Emerging growth company ☐
If an emerging growth company, indicate by check mark if the registrant has elected not to use the extended transition period for complying with any new or revised financial accounting standards provided pursuant to Section 13(a) of the Exchange Act. ☐
Item 5.02 |
Departure of Directors or Certain Officers; Election of Directors; Appointment of Certain Officers; Compensatory Arrangements of Certain Officers. |
(d)
On December 12, 2018, the Board of Directors (the “Board”) of Antares Pharma, Inc. (the “Company”) increased the size of the Board to eight members and, upon the recommendation of the Governance and Nominating Committee of the Board, appointed Peter Greenleaf to the Board as a Class I Director. Mr. Greenleaf’s term will expire at the Company’s 2020 Annual Meeting of Stockholders.
Mr. Greenleaf will be compensated pursuant to the Company’s non-employee director compensation plan as disclosed in the Company’s Proxy Statement on Schedule 14A for the 2018 Annual Meeting of Stockholders (the “Proxy Statement”) including, without limitation, an initial grant of options to purchase 20,000 shares of the Company’s common stock at an exercise price per share that is equal to the closing price per share of the Company’s common stock on the date of the grant.
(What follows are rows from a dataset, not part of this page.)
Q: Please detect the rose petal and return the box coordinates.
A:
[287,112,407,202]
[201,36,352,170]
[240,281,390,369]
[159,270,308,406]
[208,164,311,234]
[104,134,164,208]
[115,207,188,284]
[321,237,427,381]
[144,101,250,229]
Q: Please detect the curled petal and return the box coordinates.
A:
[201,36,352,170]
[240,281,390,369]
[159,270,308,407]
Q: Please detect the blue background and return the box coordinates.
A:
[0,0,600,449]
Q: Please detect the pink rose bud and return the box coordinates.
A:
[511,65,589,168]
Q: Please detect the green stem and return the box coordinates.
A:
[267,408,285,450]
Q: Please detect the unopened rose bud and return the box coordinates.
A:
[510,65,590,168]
Mr. Greenleaf also will enter into an indemnification agreement with the Company substantially in the form used for other directors as disclosed in the Proxy Statement.
There is no arrangement or understanding between Mr. Greenleaf and any other persons pursuant to which Mr. Greenleaf was appointed to serve as a director of the Company. There are no relationships between Mr. Greenleaf and the Company that would require disclosure pursuant to Item 404(a) of Regulation S-K.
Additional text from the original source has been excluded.